Eco Over Ego

On September 20th, four million people across 163 countries participated in the Climate Strike lead by 16-year-old, Greta Thunberg. Greta began to raise awareness of the climate crisis a year ago while protesting outside the Swedish parliament. She started out alone, sometimes with a few friends. Today, Saturday the 21st, she will speak at the United Nations Climate Summit in New York City after traveling to the U.S. from Europe, by boat to avoid the negative environmental effects of flying.

 

One of the main reasons I know about Greta and her work is because of my favorite band. The 1975 has spent this summer working with her to raise awareness about the climate crisis. They release their newest album this February and dedicated their entire opening track to giving Greta a platform to speak about the climate crisis. Keeping with the tradition of the last three albums, the track is titled “The 1975,” but instead of their usual 11 lines about blowjobs, this album’s version is a 5-minute spoken-word piece by Greta Thunberg. I’m not going to line, I get choked up almost every time I listen to it. With this upcoming album, The 1975 is making some inspiring changes that every other artist in the industry needs to implement.

Image courtesy of Ben Stanstall via Getty 

Ticket Sales

I can sum up this point with two tweets from Jamie Oborne, the founder of the British independent record label Dirty Hit.

This is easily the most impressive change that The 1975 has made and one that I expect all major artists to implement.

 

Merch

In last week’s article, I briefly touched on how The 1975 has decided to print over old, unsold shirts and sweatshirts for the new album instead of creating more waste by creating brand new merchandise. They then set up booths at some major festivals like Reading and Leeds where fans could bring any t-shirt and get one of three new album logos printed on it for free (BYOT).
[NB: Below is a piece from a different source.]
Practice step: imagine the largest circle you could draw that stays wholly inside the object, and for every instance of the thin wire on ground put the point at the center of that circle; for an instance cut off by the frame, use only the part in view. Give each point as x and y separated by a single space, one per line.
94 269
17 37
Image courtesy of The 1975’s Instagram

 

Packaging

Matty Healy, the frontman of The 1975, talked earlier this summer about how the band needed to find a sustainable way to make the physical forms of the new album (vinyl, CDs, and cassettes). Their cassette is made with recycled plastic housed in 100% recycled card sleeve. The CD is a soft pack CD pressing printed on 100% recycled card. The descriptions of the products also state, “To make every effort to reduce plastic usage this CD [or vinyl] will be shipped without plastic shrink wrap.” 

 

“People” is the second song on The 1975’s upcoming album, after the spoken word of Greta. The song opens with, “Wake up, wake up, wake up, it’s Monday morning, and we’ve only got a thousand of them left.” This band hasn’t been an advocate for this movement for years. Over the course of a couple of months, they have made the important decision to use their platform and resources to set a standard for the music industry and that is why I continue to admire this band more than any other artist. It is time to rebel.